Propos recueillis par Renaud MARIDET magazine VIVRE, mars 2023.
S’administrer soi-même une chimiothérapie, à la maison, comme le font les diabétiques avec l’insuline ? Ce sera peut-être bientôt possible, grâce à un nouveau procédé aujourd’hui encore au stade expérimental, mais qui pourrait à terme permettre aux patients atteints de cancer de s’administrer le traitement par voie sous-cutanée.
La majeure partie des chimiothérapies est administrée par voie intraveineuse, ce qui présente un certain nombre d’inconvénients. Il s’agit, en effet, d’un mode d’administration inconfortable et coûteux, puisqu’il requiert l’hospitalisation du patient, un protocole thérapeutique, et une prise en charge par un personnel qualifié.
Une équipe du CNRS a donc imaginé une solution innovante pour remédier à ces contraintes : l’administration des chimiothérapies par voie sous-cutanée.
Il a fallu, pour cela, résoudre deux problèmes de taille. Le premier, c’est la toxicité des molécules utilisées en chimiothérapie. Elles sont dites « irritantes » ou « vésicantes » : au contact des tissus elles provoquent des ulcérations et des nécroses, ce qui peut occasionner des lésions dermatologiques dans le cadre d’une injection sous cutanée.
Le second problème, c’est leur faible solubilité dans l’eau, qui aggrave le problème précédent, puisque les molécules de chimiothérapie ont tendance à stagner au point d’injection plutôt que de diffuser dans les petits vaisseaux sanguins sous la peau, passage obligatoire pour atteindre leur cible dans l’organisme. Il a donc fallu trouver un moyen de transport pour ces molécules : Un polymère vinylique, le polyacrylamide. Nous avons passé en revues plusieurs polymères, et notre choix s’est porté sur celui-ci, qui est bien connu, puisqu’il est largement utilisé en cosmétique et en recherche médicale, souligne Julien NICOLAS, directeur de recherche. Il est très hydrophile c’est-à-dire très soluble dans l’eau, il est biocompatible, et il est très facile à utiliser.

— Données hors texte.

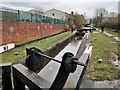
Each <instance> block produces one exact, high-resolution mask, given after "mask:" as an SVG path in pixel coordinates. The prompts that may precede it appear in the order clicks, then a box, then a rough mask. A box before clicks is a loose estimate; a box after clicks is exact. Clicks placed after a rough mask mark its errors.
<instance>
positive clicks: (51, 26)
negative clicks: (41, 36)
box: [0, 20, 69, 44]
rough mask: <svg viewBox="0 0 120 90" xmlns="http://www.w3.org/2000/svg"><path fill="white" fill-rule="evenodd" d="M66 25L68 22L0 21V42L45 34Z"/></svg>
mask: <svg viewBox="0 0 120 90" xmlns="http://www.w3.org/2000/svg"><path fill="white" fill-rule="evenodd" d="M0 22H1V21H0ZM68 27H69V26H68V24H51V23H39V22H29V21H12V20H4V21H2V27H1V29H2V30H1V31H0V35H2V36H1V37H2V41H0V44H6V43H12V42H16V41H21V40H26V39H29V38H33V37H38V36H41V35H47V34H50V33H53V32H58V31H62V30H63V29H66V28H68Z"/></svg>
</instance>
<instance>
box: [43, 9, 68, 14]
mask: <svg viewBox="0 0 120 90" xmlns="http://www.w3.org/2000/svg"><path fill="white" fill-rule="evenodd" d="M52 10H55V11H59V12H62V13H65V14H69V13H66V12H64V11H61V10H57V9H54V8H53V9H50V10H48V11H46V12H49V11H52ZM46 12H45V13H46Z"/></svg>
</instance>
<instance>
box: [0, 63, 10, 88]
mask: <svg viewBox="0 0 120 90" xmlns="http://www.w3.org/2000/svg"><path fill="white" fill-rule="evenodd" d="M0 66H1V67H2V86H3V90H12V81H11V63H3V64H1V65H0Z"/></svg>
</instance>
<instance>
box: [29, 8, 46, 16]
mask: <svg viewBox="0 0 120 90" xmlns="http://www.w3.org/2000/svg"><path fill="white" fill-rule="evenodd" d="M29 11H30V12H32V13H36V14H39V15H41V16H43V15H44V12H42V11H40V10H37V9H31V10H29Z"/></svg>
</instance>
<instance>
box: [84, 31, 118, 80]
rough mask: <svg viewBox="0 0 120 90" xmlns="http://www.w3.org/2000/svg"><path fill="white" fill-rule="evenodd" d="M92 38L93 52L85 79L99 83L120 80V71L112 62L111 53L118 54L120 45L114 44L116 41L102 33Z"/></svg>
mask: <svg viewBox="0 0 120 90" xmlns="http://www.w3.org/2000/svg"><path fill="white" fill-rule="evenodd" d="M90 36H91V37H90V43H91V44H92V45H93V52H92V58H91V61H90V62H89V65H88V67H87V71H86V74H85V77H84V78H85V79H91V80H98V81H102V80H114V79H118V78H120V73H118V69H116V68H115V66H114V65H112V64H111V62H110V58H111V52H112V53H115V54H118V43H117V42H116V43H112V42H115V39H113V38H112V37H108V36H107V35H105V34H103V33H100V32H99V33H92V34H91V35H90ZM98 59H102V60H103V61H102V63H98Z"/></svg>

Le principe est simple : coupler les molécules de chimiothérapie au polyacrylamide pour les transporter du tissu sous-cutané jusqu’au système sanguin, ce qui les amènera ensuite jusqu’à leur cible. Ce procédé a été testé avec succès chez la souris, en associant le polyacrylamide au Taxol, l’une des molécules de chimiothérapie les moins solubles, indiquées dans différents types de cancer, et notamment le cancer du sein.

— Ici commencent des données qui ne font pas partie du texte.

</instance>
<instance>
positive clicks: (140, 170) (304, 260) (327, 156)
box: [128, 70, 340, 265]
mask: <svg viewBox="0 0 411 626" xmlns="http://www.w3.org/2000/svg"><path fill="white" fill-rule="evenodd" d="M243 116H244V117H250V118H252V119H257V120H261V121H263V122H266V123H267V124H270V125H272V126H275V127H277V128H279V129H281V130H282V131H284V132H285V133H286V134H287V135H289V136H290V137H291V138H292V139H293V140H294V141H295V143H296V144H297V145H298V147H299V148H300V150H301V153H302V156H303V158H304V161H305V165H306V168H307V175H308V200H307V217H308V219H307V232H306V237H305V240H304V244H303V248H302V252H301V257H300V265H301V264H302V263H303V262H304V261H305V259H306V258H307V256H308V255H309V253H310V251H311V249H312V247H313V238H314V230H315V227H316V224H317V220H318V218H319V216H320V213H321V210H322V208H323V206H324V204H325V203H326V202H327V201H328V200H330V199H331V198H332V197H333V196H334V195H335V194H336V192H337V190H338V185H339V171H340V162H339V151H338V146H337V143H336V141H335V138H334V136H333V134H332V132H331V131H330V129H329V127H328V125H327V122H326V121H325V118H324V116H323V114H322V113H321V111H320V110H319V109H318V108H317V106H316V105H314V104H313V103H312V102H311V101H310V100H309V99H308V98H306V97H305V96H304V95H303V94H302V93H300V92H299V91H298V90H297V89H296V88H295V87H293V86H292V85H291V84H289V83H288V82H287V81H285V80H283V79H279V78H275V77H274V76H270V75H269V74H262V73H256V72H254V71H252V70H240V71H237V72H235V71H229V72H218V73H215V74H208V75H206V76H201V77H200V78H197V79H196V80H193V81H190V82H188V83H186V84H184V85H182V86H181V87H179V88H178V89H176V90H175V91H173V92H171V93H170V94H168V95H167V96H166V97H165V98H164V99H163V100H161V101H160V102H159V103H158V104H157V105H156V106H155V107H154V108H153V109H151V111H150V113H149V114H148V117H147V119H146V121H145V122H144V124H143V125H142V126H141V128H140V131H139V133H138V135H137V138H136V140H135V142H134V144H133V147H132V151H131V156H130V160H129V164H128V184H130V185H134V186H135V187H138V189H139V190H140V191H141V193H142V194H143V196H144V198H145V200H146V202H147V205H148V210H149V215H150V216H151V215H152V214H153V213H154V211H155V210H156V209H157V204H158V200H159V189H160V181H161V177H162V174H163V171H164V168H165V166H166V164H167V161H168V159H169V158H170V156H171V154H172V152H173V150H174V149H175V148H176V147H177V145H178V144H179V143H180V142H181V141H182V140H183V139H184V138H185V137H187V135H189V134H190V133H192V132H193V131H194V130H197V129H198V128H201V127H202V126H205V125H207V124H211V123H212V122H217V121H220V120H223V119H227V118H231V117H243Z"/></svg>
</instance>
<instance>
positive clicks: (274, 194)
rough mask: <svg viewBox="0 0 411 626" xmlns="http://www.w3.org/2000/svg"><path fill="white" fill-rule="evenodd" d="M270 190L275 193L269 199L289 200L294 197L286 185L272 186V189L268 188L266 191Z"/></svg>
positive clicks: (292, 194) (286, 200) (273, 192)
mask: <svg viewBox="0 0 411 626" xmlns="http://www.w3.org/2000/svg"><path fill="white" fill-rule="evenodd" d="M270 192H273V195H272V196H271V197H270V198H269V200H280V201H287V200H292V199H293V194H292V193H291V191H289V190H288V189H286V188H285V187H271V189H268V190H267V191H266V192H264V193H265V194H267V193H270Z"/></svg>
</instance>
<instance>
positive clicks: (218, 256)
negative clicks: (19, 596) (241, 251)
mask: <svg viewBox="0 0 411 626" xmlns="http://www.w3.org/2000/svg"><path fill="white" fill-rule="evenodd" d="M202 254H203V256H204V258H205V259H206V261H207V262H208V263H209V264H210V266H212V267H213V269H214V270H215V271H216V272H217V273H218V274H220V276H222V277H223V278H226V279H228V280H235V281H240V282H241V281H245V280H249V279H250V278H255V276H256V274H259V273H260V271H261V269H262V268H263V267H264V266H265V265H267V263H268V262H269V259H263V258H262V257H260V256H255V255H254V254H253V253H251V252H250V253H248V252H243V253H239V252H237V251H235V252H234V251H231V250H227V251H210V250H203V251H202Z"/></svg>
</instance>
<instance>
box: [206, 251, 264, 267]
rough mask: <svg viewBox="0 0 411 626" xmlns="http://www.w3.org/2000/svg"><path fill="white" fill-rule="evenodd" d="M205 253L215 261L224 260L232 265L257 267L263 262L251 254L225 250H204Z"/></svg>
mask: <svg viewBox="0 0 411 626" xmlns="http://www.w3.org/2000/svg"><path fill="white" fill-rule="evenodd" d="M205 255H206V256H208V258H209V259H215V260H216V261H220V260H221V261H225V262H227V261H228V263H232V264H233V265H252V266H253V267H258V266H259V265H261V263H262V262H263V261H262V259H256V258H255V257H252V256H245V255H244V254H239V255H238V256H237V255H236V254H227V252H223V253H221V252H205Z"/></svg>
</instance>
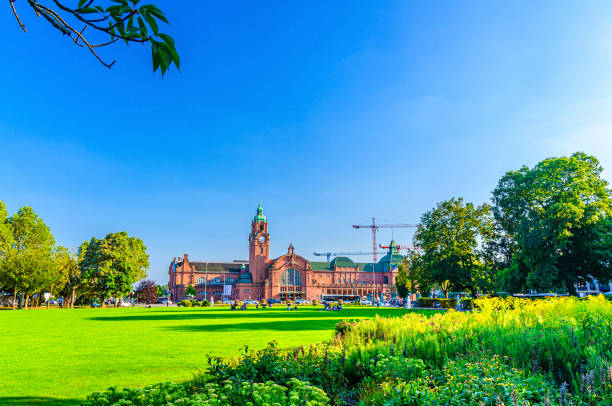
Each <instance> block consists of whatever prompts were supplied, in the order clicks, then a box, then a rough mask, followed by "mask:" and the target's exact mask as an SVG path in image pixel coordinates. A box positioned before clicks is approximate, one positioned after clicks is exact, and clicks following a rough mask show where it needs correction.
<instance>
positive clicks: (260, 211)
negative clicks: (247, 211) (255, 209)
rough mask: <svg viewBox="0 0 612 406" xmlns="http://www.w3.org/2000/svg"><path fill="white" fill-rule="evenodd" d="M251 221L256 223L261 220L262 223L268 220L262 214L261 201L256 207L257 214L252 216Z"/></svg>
mask: <svg viewBox="0 0 612 406" xmlns="http://www.w3.org/2000/svg"><path fill="white" fill-rule="evenodd" d="M253 221H254V222H256V223H257V222H260V221H263V222H264V223H267V222H268V219H267V218H266V216H264V215H263V207H261V203H260V204H259V206H258V207H257V215H256V216H255V217H253Z"/></svg>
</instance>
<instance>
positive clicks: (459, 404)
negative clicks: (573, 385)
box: [360, 356, 556, 406]
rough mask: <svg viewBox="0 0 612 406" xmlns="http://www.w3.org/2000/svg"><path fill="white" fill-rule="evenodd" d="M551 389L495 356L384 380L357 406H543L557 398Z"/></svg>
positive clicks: (520, 370)
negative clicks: (425, 373)
mask: <svg viewBox="0 0 612 406" xmlns="http://www.w3.org/2000/svg"><path fill="white" fill-rule="evenodd" d="M551 388H553V391H554V387H553V386H552V385H551V382H549V381H548V380H547V378H546V377H545V376H544V375H541V374H534V375H530V374H527V373H525V371H523V370H521V369H516V368H511V367H509V366H507V365H506V363H505V362H503V360H502V359H500V357H498V356H493V357H492V358H491V359H486V360H482V361H480V360H478V361H473V360H466V359H458V360H450V361H448V362H447V363H446V364H445V365H444V367H443V369H442V370H441V371H435V370H434V371H432V372H430V373H429V374H427V376H424V377H421V376H419V377H416V378H414V379H401V378H400V379H387V380H386V381H385V382H383V383H382V384H381V385H380V390H376V391H371V392H369V393H364V394H363V397H362V399H361V402H360V405H364V406H365V405H381V406H382V405H414V406H417V405H490V406H497V405H502V404H506V405H517V404H518V405H523V404H528V405H533V404H539V405H544V404H550V400H551V398H552V399H555V397H556V395H555V393H554V392H551ZM524 402H525V403H524Z"/></svg>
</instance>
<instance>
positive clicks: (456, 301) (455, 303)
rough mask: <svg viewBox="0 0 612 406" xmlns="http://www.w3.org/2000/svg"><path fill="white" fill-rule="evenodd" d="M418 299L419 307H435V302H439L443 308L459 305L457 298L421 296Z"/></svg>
mask: <svg viewBox="0 0 612 406" xmlns="http://www.w3.org/2000/svg"><path fill="white" fill-rule="evenodd" d="M417 300H418V301H419V307H434V303H439V304H440V307H441V308H443V309H454V308H455V306H456V305H457V299H444V298H441V299H437V298H436V299H434V298H430V297H421V298H419V299H417Z"/></svg>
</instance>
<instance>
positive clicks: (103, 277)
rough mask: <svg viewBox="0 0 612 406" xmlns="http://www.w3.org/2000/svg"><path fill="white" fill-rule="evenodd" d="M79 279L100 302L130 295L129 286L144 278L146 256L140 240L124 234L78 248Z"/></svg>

Reste désormais à tester l’association polyacrylamide / chimiothérapie chez l’homme, ce qui nécessite des fonds importants. Pour en récolter, l’équipe du CNRS a créé une start-up, IMESCIA, qui a pu lever 1 million d’euros pour accélérer le développement préclinique. Nous cherchons aujourd’hui à lever 2,5 millions d’euros pour pouvoir commencer les essais cliniques en 2024 indique Julien NICOLAS. La start-up recherche également des partenaires industriels pour les aider à administrer leurs molécules sous-cutanées. Elle développe aujourd’hui une nouvelle chimiothérapie pour une indication placée sous le sceau du secret industriel, mais à terme, ce sont tous les cancers traités par chimiothérapie qui pourrait être concernés par ce nouveau mode d’administration. Quant aux patients, ils pourraient bénéficier de ce traitement à domicile, avec la visite d’une infirmière, ou même en se l’auto-administrant.

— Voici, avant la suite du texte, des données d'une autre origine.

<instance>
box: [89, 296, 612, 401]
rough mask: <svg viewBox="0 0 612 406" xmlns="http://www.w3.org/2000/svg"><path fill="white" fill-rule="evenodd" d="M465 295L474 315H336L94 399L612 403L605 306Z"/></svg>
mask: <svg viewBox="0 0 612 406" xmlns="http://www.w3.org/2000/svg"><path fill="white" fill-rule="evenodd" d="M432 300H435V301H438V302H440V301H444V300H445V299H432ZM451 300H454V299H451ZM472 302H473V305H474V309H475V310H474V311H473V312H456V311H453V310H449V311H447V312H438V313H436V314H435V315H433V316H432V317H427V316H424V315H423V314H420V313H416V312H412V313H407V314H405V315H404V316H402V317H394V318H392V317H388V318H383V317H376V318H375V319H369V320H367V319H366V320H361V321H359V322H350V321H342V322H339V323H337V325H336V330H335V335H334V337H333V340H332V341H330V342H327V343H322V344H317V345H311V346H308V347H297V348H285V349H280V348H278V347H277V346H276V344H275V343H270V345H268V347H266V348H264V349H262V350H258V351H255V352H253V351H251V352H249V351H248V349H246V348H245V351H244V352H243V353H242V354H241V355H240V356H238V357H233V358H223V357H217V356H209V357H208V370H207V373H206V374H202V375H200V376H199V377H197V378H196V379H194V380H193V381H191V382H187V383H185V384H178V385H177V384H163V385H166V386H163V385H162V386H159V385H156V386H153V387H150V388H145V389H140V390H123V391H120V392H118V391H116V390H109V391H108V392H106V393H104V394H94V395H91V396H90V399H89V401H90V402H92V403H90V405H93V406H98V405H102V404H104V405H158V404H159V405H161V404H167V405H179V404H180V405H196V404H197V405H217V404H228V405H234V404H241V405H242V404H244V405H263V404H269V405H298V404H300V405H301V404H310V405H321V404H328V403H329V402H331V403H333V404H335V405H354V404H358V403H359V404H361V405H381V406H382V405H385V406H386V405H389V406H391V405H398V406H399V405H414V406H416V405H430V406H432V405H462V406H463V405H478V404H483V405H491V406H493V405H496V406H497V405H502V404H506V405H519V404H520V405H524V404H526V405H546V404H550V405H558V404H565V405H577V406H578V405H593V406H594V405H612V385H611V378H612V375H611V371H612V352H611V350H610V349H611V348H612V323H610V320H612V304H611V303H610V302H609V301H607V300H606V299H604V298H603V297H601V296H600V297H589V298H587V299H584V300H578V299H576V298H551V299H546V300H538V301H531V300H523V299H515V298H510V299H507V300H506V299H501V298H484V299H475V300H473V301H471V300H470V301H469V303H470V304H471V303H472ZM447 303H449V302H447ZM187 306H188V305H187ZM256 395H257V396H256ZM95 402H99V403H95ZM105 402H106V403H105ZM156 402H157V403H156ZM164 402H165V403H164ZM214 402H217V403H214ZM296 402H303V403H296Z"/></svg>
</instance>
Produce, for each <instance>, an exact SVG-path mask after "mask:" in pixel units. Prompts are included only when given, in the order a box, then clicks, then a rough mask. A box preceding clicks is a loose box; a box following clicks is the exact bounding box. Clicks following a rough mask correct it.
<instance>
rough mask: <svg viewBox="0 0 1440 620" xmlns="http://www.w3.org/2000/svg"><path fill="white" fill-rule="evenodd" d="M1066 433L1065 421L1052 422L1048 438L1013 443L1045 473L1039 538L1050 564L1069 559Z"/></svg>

Injectés par intraveineuse, la chimiothérapie parvient rapidement à une concentration élevée dans l’organisme. L’injection de ces molécules ne doit pas dépasser certaines doses, au-delà de laquelle elle serait toxique. Mais cette dose maximale est parfois inférieure à celle qui serait nécessaire pour combattre le cancer le plus efficacement possible. Dans le cadre d’une injection pour cutanée, en association avec le polyacrylamide, ces molécules sont au contraire relarguées progressivement et atteignent des concentrations bien moindres, ce qui permet de délivrer une dose élevée, mais mieux répartie dans le temps. Dans les conditions des tests menés par le site du CNRS, l’efficacité de la chimiothérapie a ainsi pu être multipliée par trois.
En outre l’administration par voie sous-cutanée est bien plus confortable et moins coûteuse que par intraveineuse et peut se révéler plus efficace pour combattre le cancer.